Kyle,
I agree with space as being absolute. Whether it be 1, 2, or 3 dimensions, when we measure space, we are measuring space. Lacking any physical attributes to be affected, it has two properties, in that it is both absolute and infinite. There is nothing to move, bend, bound, etc. so it isn't warping, growing, finitely bounded etc. One of the clearest examples is centrifugal force. It is due to an object spinning relative to inertia. Not any outside frame of reference. The space station in 2001; A Space Odyssey isn't creating that gravitational effect by spinning relative to some outside object, but relative to the inertia of space.
As for time, though, we always measure some physical action, so the question is whether it is an effect of that activity, or is it some underlaying manifestation? The point I make is that when we view the actions as the denominator, with the present as the numerator, we end up with this four dimensional geometry and the present is simply some quality of every particular event, thus the transition of time is an "illusion" and duration is an actual real vector along which these events exist, like marks on the road. But if we look at it the other way, with the present as the denominator, then the events are the transitory forms that come and go.

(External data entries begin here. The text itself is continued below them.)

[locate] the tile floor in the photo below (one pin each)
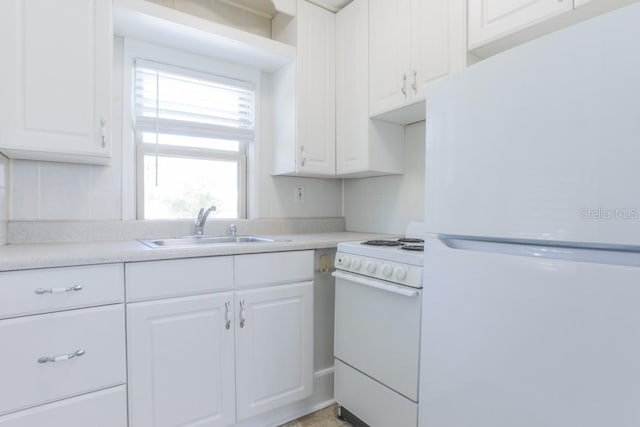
(323, 418)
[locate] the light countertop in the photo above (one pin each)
(41, 255)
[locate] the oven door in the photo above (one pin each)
(377, 330)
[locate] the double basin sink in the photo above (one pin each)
(191, 241)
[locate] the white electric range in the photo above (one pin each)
(377, 329)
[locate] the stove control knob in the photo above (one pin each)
(344, 261)
(371, 267)
(400, 273)
(387, 270)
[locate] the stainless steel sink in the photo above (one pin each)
(190, 241)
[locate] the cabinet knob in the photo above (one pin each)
(243, 314)
(61, 357)
(103, 133)
(403, 90)
(227, 315)
(414, 85)
(42, 291)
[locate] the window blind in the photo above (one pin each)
(179, 101)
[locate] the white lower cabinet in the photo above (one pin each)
(106, 408)
(62, 336)
(181, 358)
(274, 347)
(221, 355)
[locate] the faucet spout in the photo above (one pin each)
(201, 219)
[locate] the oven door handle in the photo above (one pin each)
(375, 284)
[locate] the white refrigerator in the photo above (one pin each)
(531, 301)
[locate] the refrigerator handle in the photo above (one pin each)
(611, 256)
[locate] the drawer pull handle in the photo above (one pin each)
(61, 357)
(42, 291)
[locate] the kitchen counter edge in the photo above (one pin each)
(45, 255)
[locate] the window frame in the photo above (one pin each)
(133, 147)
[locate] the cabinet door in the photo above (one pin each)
(274, 345)
(352, 88)
(389, 55)
(492, 19)
(430, 43)
(56, 79)
(315, 82)
(181, 362)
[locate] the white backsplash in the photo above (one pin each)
(386, 204)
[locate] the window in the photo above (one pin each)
(191, 132)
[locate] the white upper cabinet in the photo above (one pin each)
(491, 19)
(497, 25)
(390, 54)
(304, 94)
(409, 46)
(364, 147)
(56, 80)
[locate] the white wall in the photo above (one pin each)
(386, 204)
(60, 191)
(4, 198)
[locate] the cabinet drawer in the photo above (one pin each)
(280, 267)
(180, 277)
(26, 381)
(105, 408)
(54, 289)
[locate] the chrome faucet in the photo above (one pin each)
(202, 218)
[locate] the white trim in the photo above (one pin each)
(136, 49)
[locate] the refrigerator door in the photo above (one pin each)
(542, 141)
(529, 336)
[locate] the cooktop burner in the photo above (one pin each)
(407, 243)
(410, 240)
(382, 243)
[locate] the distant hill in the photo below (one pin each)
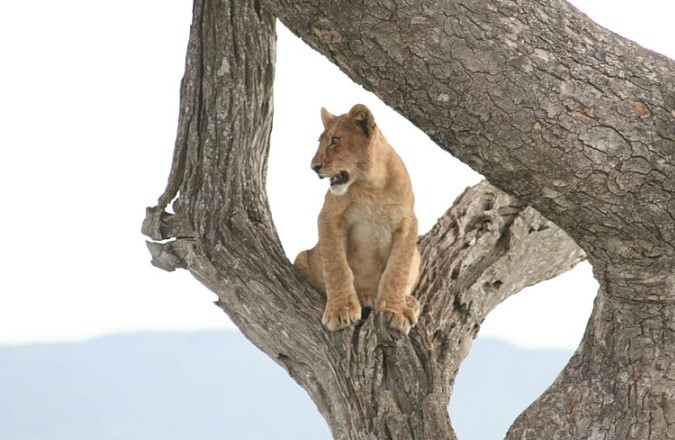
(216, 385)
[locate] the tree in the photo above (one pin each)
(564, 117)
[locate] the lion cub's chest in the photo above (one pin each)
(369, 238)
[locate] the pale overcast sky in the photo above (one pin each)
(88, 110)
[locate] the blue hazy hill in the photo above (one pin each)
(217, 385)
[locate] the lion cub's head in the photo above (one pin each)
(344, 147)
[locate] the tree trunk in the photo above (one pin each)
(565, 116)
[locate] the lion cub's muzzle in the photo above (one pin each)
(339, 179)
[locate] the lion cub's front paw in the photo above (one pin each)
(342, 313)
(402, 315)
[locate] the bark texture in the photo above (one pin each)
(565, 116)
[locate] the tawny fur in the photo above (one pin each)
(367, 252)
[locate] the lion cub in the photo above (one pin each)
(367, 252)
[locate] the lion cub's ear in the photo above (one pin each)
(363, 118)
(326, 117)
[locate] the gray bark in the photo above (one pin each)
(567, 117)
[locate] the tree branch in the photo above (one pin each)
(368, 383)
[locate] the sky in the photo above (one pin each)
(88, 114)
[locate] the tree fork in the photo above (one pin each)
(366, 382)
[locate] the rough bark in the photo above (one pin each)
(574, 120)
(567, 117)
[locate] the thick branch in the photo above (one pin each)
(368, 383)
(575, 120)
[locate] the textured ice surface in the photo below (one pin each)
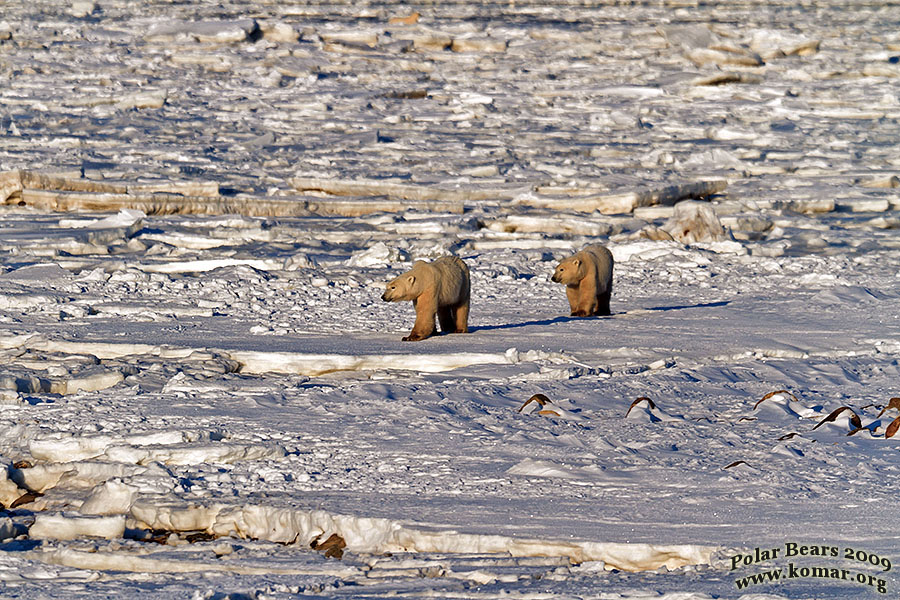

Is duration a real vector, or is it simply the state of the present between the occurrence of events and doesn't physically exist external to the present?
Logical thought is a function of the cause and effect, narrative vector of time, but then we still see the sun as moving across the sky from east to west. Would it be "lacking predictive value" to consider it might be the earth rotating west to east, that creates this effect?
It would simply mean there are no giant cosmic gearwheels to discover, or wormholes and expanding universes.
Is it a prediction, or is it an observation?